LA DEFENESTRAZIONE DELL’AD MINALI E IL CAOS AL VERTICE

Ricorda il Sole 24 Ore che nel 2014 Cattolica, costretta a un aumento di capitale, era stata aiutata da molti investitori istituzionali che avevano coperto circa il 75% dell’intervento: parliamo di Popolare di Vicenza, di alcune fondazioni e di “investitori di peso dell’area del Nord Est”.

Negli ultimi mesi però il contesto è cambiato e ai vertici del gruppo si è registrato un gran caos. Parliamo del ritiro delle deleghe all’ad Minali a causa probabilmente di un legame mal riuscito con il dominus di Cattolica, il presidente Paolo Bedoni, cui è seguito il deterioramento dei rapporti con Fondazione CariVerona, scesa all’1% del capitale, e con un altro azionista forte, la Berkshire Hathaway di Warren Buffett che aveva investito in Cattolica proprio grazie alla presenza di Minali il quale premeva, sembra, per una riforma della governance che portasse alla trasformazione da cooperativa a spa.

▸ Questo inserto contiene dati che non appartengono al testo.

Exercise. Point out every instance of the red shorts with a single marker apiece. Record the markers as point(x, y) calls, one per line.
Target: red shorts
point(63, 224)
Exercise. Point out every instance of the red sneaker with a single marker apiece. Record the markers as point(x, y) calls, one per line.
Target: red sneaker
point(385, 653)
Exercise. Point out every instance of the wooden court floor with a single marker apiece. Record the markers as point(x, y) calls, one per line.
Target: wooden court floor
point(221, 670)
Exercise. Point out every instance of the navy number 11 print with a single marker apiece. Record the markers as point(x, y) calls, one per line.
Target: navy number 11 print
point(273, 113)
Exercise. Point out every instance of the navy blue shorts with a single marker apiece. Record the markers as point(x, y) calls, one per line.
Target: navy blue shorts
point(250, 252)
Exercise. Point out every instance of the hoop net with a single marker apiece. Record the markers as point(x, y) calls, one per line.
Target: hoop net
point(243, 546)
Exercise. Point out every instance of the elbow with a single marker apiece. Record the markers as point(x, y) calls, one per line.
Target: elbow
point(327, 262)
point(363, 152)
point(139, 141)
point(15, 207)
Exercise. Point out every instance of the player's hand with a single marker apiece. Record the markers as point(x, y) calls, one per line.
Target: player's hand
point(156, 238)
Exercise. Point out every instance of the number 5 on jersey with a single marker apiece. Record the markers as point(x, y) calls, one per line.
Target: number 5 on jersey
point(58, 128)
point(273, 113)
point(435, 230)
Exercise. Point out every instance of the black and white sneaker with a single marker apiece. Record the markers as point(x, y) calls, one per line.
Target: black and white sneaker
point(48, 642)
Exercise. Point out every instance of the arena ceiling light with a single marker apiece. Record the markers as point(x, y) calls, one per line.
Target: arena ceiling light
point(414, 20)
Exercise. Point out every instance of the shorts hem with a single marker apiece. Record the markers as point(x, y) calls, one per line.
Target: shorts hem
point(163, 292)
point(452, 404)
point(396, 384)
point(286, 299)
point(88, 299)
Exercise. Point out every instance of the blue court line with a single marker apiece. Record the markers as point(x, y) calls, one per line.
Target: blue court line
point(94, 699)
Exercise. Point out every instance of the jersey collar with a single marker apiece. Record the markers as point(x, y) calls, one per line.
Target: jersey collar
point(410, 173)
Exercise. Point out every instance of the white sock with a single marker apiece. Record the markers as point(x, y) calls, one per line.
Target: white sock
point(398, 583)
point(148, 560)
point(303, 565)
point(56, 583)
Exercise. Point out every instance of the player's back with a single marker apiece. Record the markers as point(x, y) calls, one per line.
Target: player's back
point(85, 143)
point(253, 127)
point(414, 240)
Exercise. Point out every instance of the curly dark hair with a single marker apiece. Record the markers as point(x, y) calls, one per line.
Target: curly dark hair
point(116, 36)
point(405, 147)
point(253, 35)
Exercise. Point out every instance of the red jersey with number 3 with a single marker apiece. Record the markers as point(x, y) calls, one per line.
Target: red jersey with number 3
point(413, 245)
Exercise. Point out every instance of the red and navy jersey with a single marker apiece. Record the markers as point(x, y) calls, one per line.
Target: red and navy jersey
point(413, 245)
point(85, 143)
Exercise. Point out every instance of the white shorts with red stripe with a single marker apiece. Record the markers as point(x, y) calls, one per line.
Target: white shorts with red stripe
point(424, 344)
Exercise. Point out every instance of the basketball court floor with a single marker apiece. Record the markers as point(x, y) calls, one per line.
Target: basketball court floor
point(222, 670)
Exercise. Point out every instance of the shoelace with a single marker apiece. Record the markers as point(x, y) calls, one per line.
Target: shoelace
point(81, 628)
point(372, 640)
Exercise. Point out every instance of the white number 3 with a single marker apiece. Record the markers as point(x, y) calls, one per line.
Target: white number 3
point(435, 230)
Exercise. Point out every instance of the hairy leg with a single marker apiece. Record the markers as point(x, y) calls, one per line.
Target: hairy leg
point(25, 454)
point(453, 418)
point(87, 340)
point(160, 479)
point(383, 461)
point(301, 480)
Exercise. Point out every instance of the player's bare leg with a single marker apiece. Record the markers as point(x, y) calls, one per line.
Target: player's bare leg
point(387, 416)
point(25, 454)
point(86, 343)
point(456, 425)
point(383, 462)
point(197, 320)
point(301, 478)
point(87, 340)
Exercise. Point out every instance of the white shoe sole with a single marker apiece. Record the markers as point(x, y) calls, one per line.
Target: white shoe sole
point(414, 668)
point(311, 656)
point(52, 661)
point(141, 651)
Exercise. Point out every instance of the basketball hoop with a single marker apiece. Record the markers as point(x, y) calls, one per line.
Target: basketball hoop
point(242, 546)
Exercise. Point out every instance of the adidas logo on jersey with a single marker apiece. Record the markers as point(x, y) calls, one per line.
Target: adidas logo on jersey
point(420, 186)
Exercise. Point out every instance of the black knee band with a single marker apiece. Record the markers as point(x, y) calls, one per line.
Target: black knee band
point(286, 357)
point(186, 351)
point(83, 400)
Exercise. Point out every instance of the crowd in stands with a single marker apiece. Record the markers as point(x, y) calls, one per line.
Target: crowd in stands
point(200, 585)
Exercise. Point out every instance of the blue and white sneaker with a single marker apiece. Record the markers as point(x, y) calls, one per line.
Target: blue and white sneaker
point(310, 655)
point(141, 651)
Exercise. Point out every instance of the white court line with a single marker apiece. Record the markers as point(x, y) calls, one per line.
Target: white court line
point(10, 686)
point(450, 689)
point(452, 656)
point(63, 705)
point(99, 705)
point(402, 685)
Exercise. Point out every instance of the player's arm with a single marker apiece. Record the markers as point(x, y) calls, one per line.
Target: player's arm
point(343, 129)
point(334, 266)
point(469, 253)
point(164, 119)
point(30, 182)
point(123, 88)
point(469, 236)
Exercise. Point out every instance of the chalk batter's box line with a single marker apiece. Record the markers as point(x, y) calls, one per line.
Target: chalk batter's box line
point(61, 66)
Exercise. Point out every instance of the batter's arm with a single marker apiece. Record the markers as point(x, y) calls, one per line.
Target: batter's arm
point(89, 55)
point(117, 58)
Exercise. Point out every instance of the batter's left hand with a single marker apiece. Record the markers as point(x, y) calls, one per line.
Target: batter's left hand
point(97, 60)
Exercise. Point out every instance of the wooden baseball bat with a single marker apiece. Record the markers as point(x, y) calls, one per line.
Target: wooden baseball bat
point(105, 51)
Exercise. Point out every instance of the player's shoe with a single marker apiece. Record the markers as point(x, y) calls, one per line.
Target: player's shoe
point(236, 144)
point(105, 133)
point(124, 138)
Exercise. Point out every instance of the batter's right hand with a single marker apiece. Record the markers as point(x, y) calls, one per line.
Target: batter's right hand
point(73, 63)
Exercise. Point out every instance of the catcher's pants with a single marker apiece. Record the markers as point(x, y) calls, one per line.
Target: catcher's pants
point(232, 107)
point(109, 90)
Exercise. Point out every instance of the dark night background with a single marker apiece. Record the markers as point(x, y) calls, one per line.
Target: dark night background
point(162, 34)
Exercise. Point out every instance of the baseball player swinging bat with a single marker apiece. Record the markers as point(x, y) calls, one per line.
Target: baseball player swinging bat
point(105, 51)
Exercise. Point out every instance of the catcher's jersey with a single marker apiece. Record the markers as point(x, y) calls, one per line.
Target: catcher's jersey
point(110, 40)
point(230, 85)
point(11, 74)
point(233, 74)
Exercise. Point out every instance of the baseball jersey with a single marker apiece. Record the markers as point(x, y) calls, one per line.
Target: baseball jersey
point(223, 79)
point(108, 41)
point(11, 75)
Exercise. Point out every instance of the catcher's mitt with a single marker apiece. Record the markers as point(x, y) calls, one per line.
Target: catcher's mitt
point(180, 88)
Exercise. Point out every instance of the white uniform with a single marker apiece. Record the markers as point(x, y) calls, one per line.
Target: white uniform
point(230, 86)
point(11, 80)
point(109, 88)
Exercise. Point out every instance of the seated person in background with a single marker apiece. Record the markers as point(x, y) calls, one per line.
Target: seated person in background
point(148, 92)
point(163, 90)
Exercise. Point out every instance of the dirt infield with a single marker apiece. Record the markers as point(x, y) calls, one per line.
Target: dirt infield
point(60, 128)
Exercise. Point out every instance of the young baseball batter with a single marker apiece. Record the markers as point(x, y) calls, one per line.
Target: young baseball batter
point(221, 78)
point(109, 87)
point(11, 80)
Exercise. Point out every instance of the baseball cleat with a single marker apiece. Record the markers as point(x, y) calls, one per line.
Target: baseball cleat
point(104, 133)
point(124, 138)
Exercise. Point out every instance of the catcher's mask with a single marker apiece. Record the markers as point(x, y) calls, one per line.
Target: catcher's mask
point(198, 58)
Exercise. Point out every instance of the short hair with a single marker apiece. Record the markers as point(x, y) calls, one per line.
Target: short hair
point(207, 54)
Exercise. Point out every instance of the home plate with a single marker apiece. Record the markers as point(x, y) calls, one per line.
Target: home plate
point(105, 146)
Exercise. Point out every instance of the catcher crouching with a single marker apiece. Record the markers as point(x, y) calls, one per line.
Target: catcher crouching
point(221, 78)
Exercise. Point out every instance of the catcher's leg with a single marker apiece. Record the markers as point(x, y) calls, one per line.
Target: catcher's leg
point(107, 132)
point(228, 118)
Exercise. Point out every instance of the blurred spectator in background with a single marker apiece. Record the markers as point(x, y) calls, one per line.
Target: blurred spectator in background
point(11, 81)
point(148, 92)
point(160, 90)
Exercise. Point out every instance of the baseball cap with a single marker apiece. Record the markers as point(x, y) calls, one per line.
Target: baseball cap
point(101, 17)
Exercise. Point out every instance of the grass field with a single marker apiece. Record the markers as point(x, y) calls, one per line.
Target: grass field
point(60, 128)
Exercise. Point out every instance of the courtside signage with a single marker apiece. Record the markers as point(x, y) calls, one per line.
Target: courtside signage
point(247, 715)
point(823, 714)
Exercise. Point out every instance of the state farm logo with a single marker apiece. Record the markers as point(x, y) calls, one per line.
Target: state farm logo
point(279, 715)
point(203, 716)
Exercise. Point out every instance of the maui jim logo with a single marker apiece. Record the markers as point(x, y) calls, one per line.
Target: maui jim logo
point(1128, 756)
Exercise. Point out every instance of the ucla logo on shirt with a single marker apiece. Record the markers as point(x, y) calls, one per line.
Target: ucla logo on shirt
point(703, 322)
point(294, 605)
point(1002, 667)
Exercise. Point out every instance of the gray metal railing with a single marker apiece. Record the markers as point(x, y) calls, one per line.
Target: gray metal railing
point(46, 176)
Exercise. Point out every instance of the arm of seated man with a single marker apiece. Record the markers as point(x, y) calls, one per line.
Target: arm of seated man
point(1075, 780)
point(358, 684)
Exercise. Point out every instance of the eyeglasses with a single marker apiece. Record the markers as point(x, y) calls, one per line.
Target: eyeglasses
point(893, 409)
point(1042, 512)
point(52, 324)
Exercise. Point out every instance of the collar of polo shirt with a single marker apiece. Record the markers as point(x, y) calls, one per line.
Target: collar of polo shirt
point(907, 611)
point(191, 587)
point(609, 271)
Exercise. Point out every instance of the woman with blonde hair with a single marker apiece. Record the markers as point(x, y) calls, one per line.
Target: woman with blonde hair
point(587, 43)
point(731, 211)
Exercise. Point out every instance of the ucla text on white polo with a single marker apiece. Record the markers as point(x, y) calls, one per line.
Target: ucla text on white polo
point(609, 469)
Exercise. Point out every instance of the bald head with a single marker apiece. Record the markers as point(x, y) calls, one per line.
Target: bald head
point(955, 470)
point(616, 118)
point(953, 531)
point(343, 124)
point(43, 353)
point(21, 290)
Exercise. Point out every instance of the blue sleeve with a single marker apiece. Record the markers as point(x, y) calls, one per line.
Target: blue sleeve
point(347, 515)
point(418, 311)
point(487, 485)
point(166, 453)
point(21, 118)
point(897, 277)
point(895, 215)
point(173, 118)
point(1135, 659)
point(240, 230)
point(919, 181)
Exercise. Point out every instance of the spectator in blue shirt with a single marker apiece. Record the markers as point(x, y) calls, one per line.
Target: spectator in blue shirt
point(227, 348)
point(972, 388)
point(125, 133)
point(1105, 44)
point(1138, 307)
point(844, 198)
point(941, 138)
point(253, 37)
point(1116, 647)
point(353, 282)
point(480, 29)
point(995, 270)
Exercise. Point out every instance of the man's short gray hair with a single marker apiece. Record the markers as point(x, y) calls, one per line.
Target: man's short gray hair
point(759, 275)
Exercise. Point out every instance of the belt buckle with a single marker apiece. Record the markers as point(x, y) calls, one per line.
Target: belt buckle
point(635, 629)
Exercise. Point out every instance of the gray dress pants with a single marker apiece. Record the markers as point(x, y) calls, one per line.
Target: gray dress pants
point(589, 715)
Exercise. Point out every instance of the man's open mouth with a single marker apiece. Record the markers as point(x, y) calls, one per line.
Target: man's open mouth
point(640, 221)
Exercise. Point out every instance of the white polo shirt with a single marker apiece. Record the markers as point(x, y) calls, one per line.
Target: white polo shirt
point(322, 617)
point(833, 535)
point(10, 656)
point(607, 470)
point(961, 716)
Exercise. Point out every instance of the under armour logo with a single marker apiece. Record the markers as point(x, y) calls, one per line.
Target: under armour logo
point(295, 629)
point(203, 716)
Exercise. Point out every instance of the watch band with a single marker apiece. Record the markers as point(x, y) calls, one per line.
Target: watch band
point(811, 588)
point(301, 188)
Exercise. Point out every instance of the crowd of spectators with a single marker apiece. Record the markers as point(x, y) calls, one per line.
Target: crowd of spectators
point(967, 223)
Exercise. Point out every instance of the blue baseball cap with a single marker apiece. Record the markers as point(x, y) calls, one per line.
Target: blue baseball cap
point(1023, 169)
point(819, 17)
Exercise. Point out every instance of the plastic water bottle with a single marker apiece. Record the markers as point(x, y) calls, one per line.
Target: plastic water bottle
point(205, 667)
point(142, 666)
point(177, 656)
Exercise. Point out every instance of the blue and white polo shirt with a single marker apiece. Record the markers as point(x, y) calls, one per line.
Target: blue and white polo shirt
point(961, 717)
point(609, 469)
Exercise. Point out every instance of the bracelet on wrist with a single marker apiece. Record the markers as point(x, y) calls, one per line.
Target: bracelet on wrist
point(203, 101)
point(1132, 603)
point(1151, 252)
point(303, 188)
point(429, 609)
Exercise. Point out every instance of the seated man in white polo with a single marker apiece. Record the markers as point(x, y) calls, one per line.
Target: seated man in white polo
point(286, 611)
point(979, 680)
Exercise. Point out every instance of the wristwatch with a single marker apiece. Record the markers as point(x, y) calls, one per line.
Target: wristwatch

Al momento, secondo indiscrezioni riportate da Radiocor, Cattolica sarebbe pronta a procedere con un aumento di capitale da 50 milioni e se necessario a emettere subordinati per altri 50 milioni. Altri temi su cui il cda è chiamato a lavorare la partnership con Banco Bpm e l’intesa di bancassurance con Ubi Banca su cui entro fine giugno deve dire cosa intenda fare.

COSA SI DICE IN CATTOLICA

Intanto dagli ambienti del gruppo assicurativo trapela anche qualcosa di ufficioso. Secondo fonti vicine alla società sentite dall’Ansa in realtà Cattolica paga “un portafoglio vita molto importante, con una consistente presenza di titoli di Stato italiani, che risente del calo dei tassi risk free e il rialzo dello spread a cui ha contribuito un fattore esogeno come la pandemia di Covid-19”. Per il resto “va bene da un punto di vista operativo, è redditizia, sa creare valore per gli azionisti, come dimostrano gli obiettivi del piano industriale di un utile operativo di 350-375 milioni, confermati anche lo scorso 15 maggio in occasione della trimestrale, e gli 80 milioni di dividendo che aveva in programma di pagare quest’anno, prima di congelarli su invito dell’Ivass”. Allo stesso modo, sempre secondo le fonti riportate dall’Ansa, dal punto di vista patrimoniale “la compagnia non è diversa da quella che era lo scorso 31 dicembre scorso, quando poteva esibire un rassicurante solvency ratio di gruppo del 175%”.

Un elemento su cui riflettere, insistono, è la solvency penalizza tutte le assicurazioni italiane che, proprio come Cattolica, hanno come unica criticità quella di aver investito tanto in Btp”. Dunque “da questa vicenda potrebbe arrivare una lezione molto pericolosa” ovvero che “l’aver investito nei titoli di Stato del proprio Paese ha portato un regolatore a chiedere di fare un aumento di capitale molto ragguardevole, disincentivando, di fatto, le assicurazioni ad acquistare Btp”.

IL REPORT DI MEDIOBANCA

Mediobanca – che ha deciso di portare il giudizio ad underperform e di abbassare il prezzo obiettivo ben al di sotto dei corsi di Borsa – in un report diffuso ieri mette in fila quelli che, a parere della banca, dovrebbero essere gli interventi da compiere per ripristinare un adeguato livello di patrimonializzazione. Per Mediobanca l’intervento dovrà essere di almeno 350 milioni sul fronte dei mezzi freschi. Ai quali aggiungere però «bond Additional Tier 1». In che misura? Circa 200 milioni. In questo modo la Solvency salirebbe al 170%, ha sottolineato. Certo, sulla scelta finale peserà «l’andamento dei mercati nelle prossime settimane». In quest’ottica, gli analisti di Mediobanca sottolineano come la trasformazione in spa della compagnia veronese potrebbe agevolare il percorso di ricapitalizzazione, aggiunge oggi il Sole 24 Ore.